At our annual meeting on April 25, Corporate One highlighted our 2018 achievements, announced the results of the election of directors, and shared our vision for the rest of 2019 and beyond. Thanks to your ongoing support, I’m happy to report that 2018 was another outstanding year for Corporate One marked by many successful accomplishments, strong financial growth, and exciting transitions.

Our 2019 Board of Directors

Our board provides the strategic vision and leadership to ensure that Corporate One provides value to our members, and I’m pleased to announce the following results of this year’s election of directors:

  • Chairman: R. Lee Powell, Jr. CEO/President, Desco FCU
  • Vice Chair: Robert D. Burrow, Bayer Heritage FCU
  • Treasurer: John J. Shirilla, Best Reward CU
  • Secretary: Robert A. Fertitta

The remaining board members are:

  • William P. Allender, BMI FCU
  • Art D. Boehm, The Ohio Educational CU
  • Phillip R. Buell, Superior CU
  • John A. Graham, Kentucky Employees CU
  • Christopher J. Rutledge, Gulf Winds CU

With special appreciation

After 17 years of service on Corporate One’s board of directors, we offer our appreciation, gratitude, and best wishes for a happy retirement to Gerald D. Guy, our board chairman for nine years and a board director for eight years.

In 2018, Corporate One experienced our third strongest year of financial growth since 1998 with net income of $13.2 million. We also bid a fond farewell and a very happy retirement to our CEO/president of more than 20 years, Lee Butke. Although our leadership transitioned, our dedicated focus on helping credit unions succeed remained the same. Our ongoing commitment to practical innovation, robust financial solutions, industry leadership, and excellent member service has never been more evident than during this past year, as the following highlights demonstrate:

  • Our retained earnings increased $10.2 million since December 31, 2017, to $91.8 million at December 31,2018. Retained earnings is a component of total regulatory capital and with this growth, our total regulatory capital at December 31, 2018, was $306.6 million, one of the highest levels in the corporate network.
  • We provided more than $2.5 billion in funding to member and non-member credit unions and credit union service organizations through loans, public fund deposits, and non-member deposits.
  • We continued our leadership in faster payments, shaping the future through participation at the highest levels on the U.S. Faster Payments Council and The Clearing House’s (TCH) Real-Time Payments (RTP) Advisory Committee.
  • We formed a new CUSO, Sherpa Technologies, to answer the complex questions digital transformation poses by helping credit unions meet their organizational and strategic objectives and create delightful member experiences.
  • We determined it was in the best interests of our members to adopt a co-sourced operational service model, TranzCapture, for our check processing services due to the rapid decline in check volumes in recent years. TranzCapture will help us continue to offer these critical services cost effectively both now and in the future.

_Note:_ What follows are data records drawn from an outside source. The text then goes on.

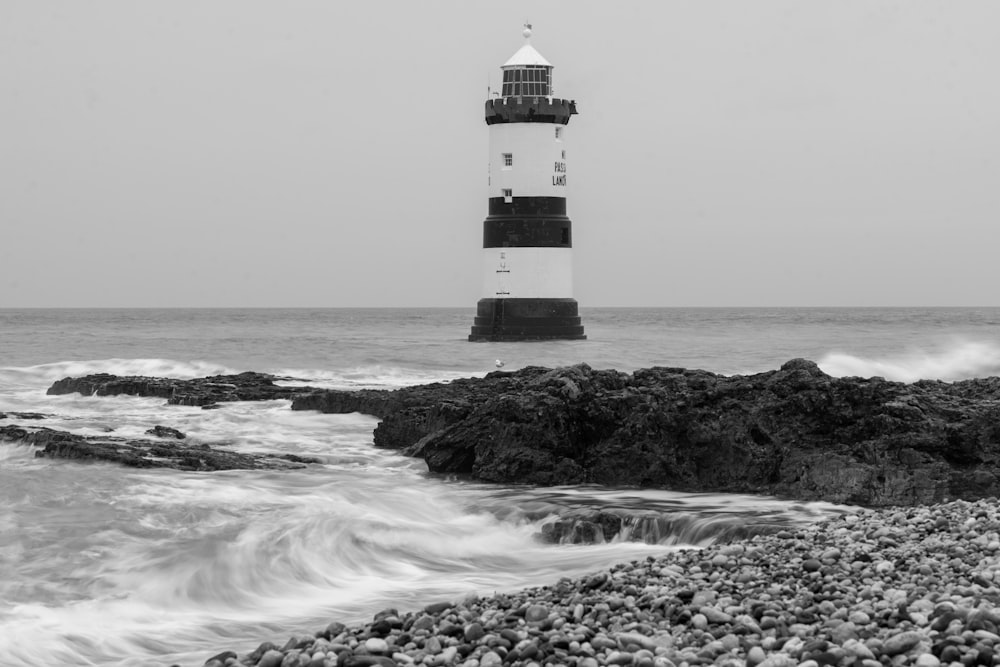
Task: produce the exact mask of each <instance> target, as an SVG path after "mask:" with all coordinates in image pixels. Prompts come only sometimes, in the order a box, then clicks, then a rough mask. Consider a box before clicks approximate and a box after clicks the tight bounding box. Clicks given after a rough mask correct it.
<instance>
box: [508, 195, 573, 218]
mask: <svg viewBox="0 0 1000 667" xmlns="http://www.w3.org/2000/svg"><path fill="white" fill-rule="evenodd" d="M508 199H509V201H508ZM489 210H490V215H491V216H494V215H510V216H526V215H563V216H564V215H566V198H565V197H509V198H505V197H490V209H489Z"/></svg>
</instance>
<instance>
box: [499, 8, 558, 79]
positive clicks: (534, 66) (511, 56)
mask: <svg viewBox="0 0 1000 667" xmlns="http://www.w3.org/2000/svg"><path fill="white" fill-rule="evenodd" d="M521 34H522V35H524V46H522V47H521V48H520V49H518V50H517V53H515V54H514V55H512V56H511V57H510V60H508V61H507V62H505V63H504V64H503V65H501V67H500V69H501V70H502V71H503V87H502V89H501V91H502V92H501V95H502V96H503V97H512V96H513V97H519V96H522V95H523V96H526V97H527V96H530V97H550V96H551V95H552V63H550V62H549V61H548V60H546V59H545V58H543V57H542V54H540V53H539V52H538V51H536V50H535V47H533V46H532V45H531V44H530V43H529V42H528V40H529V39H531V24H530V23H525V24H524V32H522V33H521Z"/></svg>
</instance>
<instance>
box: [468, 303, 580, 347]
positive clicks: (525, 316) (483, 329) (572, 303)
mask: <svg viewBox="0 0 1000 667" xmlns="http://www.w3.org/2000/svg"><path fill="white" fill-rule="evenodd" d="M586 338H587V336H586V335H585V334H584V333H583V324H582V323H581V320H580V315H579V312H578V306H577V303H576V299H480V300H479V303H478V304H477V305H476V319H475V320H473V325H472V333H470V334H469V340H470V341H493V342H516V341H528V340H584V339H586Z"/></svg>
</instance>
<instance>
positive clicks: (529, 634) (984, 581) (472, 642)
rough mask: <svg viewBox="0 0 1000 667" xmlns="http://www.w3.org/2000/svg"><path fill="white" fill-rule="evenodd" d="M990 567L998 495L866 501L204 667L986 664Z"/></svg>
mask: <svg viewBox="0 0 1000 667" xmlns="http://www.w3.org/2000/svg"><path fill="white" fill-rule="evenodd" d="M998 572H1000V511H998V503H997V501H996V500H995V499H987V500H979V501H976V502H966V501H955V502H948V503H942V504H937V505H933V506H919V507H910V508H892V509H880V510H872V509H860V510H857V511H856V512H851V513H845V514H843V515H841V516H838V517H835V518H831V519H827V520H824V521H822V522H820V523H817V524H813V525H810V526H807V527H804V528H801V529H796V530H794V531H789V530H784V531H781V532H777V533H772V534H764V535H756V536H753V537H750V538H747V539H745V540H741V541H732V542H728V543H717V544H714V545H711V546H708V547H705V548H700V549H695V548H692V549H682V550H678V551H671V552H669V553H666V554H664V555H663V556H661V557H655V558H654V557H649V558H647V559H645V560H641V561H633V562H630V563H623V564H620V565H617V566H615V567H613V568H611V569H609V570H605V571H600V572H595V573H593V574H591V575H589V576H586V577H583V578H578V579H562V580H560V581H558V582H553V584H552V585H549V586H543V587H540V588H531V589H525V590H522V591H519V592H516V593H508V594H496V595H493V596H490V597H473V598H467V599H464V600H452V601H434V602H431V603H430V604H428V605H427V606H426V607H424V608H423V609H421V610H396V609H386V610H384V611H382V612H380V613H378V614H376V615H375V617H374V618H373V619H372V621H371V622H369V623H366V624H363V625H358V626H350V627H348V626H345V625H344V624H342V623H339V622H337V621H336V620H334V621H333V622H331V623H330V624H329V625H328V626H327V627H326V628H322V629H320V630H319V631H318V632H316V633H315V636H310V637H292V638H290V639H288V640H287V641H285V642H282V643H281V644H280V645H279V644H278V643H272V642H265V643H263V644H261V645H260V646H258V647H257V648H256V649H255V650H253V651H252V652H250V653H245V654H237V653H236V652H234V651H225V652H222V653H220V654H218V655H216V656H213V657H209V658H208V660H207V661H206V662H205V665H206V667H226V666H233V665H257V666H258V667H278V666H281V667H291V666H295V667H305V666H310V667H321V666H324V667H329V666H333V665H337V666H339V667H345V666H351V665H384V666H385V667H389V666H391V665H403V666H405V665H427V666H430V667H440V666H444V665H461V666H462V667H499V666H501V665H511V666H520V665H525V666H529V667H533V666H535V665H539V666H541V665H547V664H551V665H575V666H577V667H598V666H600V665H633V666H635V667H691V666H694V665H719V666H720V667H793V666H798V667H821V666H824V665H845V666H846V665H854V666H857V667H879V666H880V665H885V666H895V667H901V666H902V665H910V664H913V665H917V666H918V667H938V666H939V665H951V666H954V667H958V666H960V665H961V666H966V667H968V666H971V665H992V664H994V662H995V660H996V658H995V655H1000V609H997V605H998V604H1000V574H998Z"/></svg>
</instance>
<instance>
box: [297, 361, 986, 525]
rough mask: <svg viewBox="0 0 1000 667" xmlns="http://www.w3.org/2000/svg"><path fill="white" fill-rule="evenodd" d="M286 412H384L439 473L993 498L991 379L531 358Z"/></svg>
mask: <svg viewBox="0 0 1000 667" xmlns="http://www.w3.org/2000/svg"><path fill="white" fill-rule="evenodd" d="M292 407H293V409H319V410H322V411H324V412H353V411H361V412H368V413H369V414H374V415H376V416H378V417H380V418H381V419H382V421H381V423H380V424H379V426H378V427H377V428H376V430H375V442H376V444H377V445H379V446H383V447H395V448H401V449H403V450H404V451H405V452H406V453H408V454H411V455H413V456H419V457H421V458H423V459H425V460H426V462H427V465H428V468H429V469H430V470H431V471H433V472H443V473H458V474H470V475H471V476H472V477H474V478H476V479H480V480H485V481H494V482H504V483H527V484H543V485H552V484H577V483H597V484H608V485H627V486H645V487H658V488H667V489H673V490H681V491H714V492H734V493H763V494H773V495H779V496H785V497H794V498H800V499H805V500H812V499H821V500H828V501H833V502H847V503H858V504H864V505H873V506H877V505H912V504H920V503H930V502H938V501H941V500H943V499H946V498H965V499H975V498H981V497H987V496H994V495H1000V476H998V471H1000V468H998V464H1000V378H995V377H994V378H984V379H976V380H965V381H962V382H955V383H945V382H938V381H921V382H916V383H913V384H904V383H899V382H890V381H886V380H884V379H882V378H869V379H864V378H833V377H830V376H828V375H826V374H825V373H823V372H822V371H821V370H820V369H819V367H818V366H817V365H816V364H815V363H813V362H811V361H807V360H804V359H794V360H792V361H790V362H788V363H786V364H784V365H783V366H782V367H781V369H779V370H776V371H769V372H766V373H759V374H755V375H747V376H729V377H727V376H723V375H717V374H714V373H710V372H707V371H699V370H686V369H682V368H650V369H643V370H639V371H636V372H635V373H633V374H631V375H629V374H626V373H621V372H618V371H613V370H605V371H595V370H593V369H591V368H590V367H589V366H587V365H586V364H581V365H578V366H572V367H567V368H558V369H554V370H549V369H543V368H525V369H521V370H519V371H516V372H513V373H504V372H495V373H490V374H489V375H487V376H486V377H484V378H481V379H468V380H456V381H453V382H451V383H447V384H431V385H423V386H419V387H407V388H403V389H398V390H395V391H384V392H378V391H366V392H317V393H315V394H310V395H305V396H302V397H299V398H296V399H294V400H293V403H292Z"/></svg>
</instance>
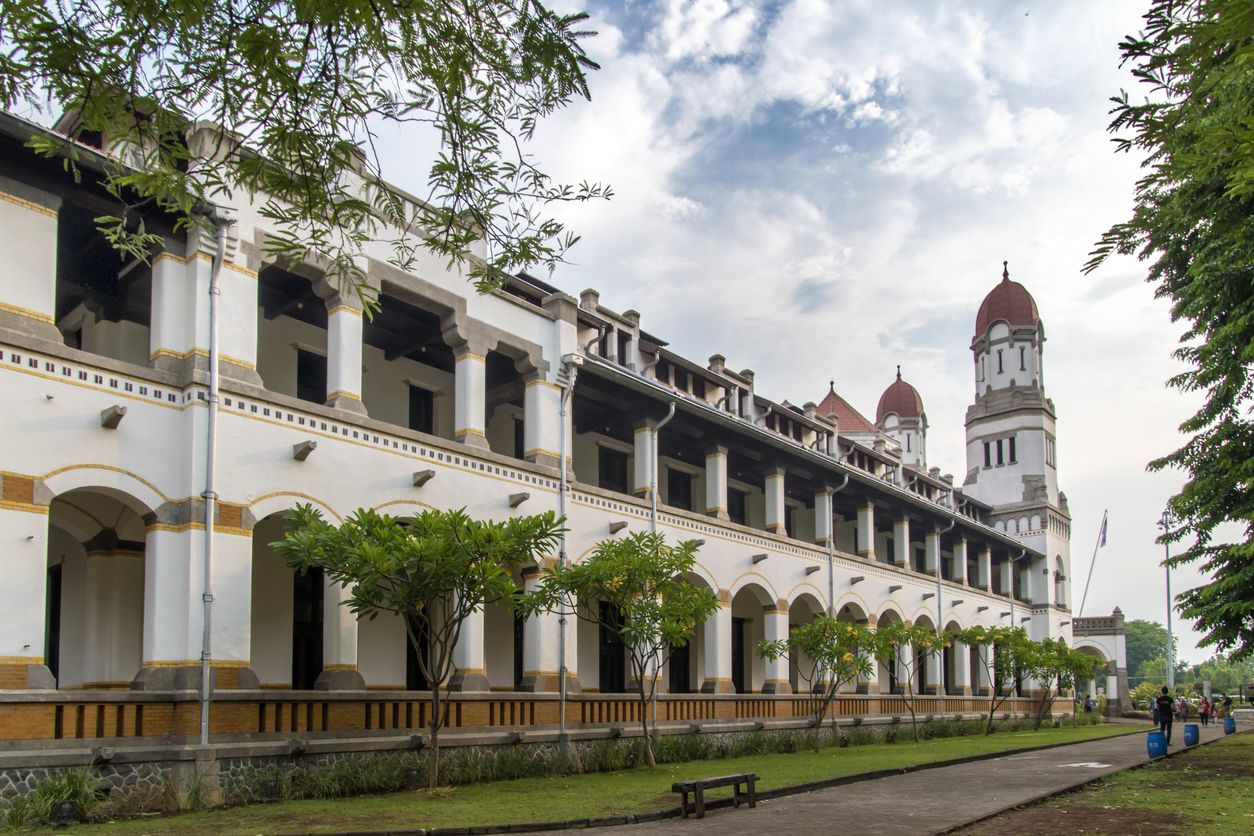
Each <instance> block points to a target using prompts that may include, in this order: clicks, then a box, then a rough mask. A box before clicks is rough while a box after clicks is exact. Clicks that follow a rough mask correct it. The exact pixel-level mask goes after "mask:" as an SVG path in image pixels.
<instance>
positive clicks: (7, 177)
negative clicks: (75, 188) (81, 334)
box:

We are thankful for the support of our members this past year, and we are excited about the opportunities ahead to drive even more value to credit unions and your own memberships. It is our ongoing vision to use our expertise and leadership to be a world-class, trusted partner and provider of cash management, investment, funding, payment services, and digital solutions, ensuring our members stay competitive in these evolving landscapes.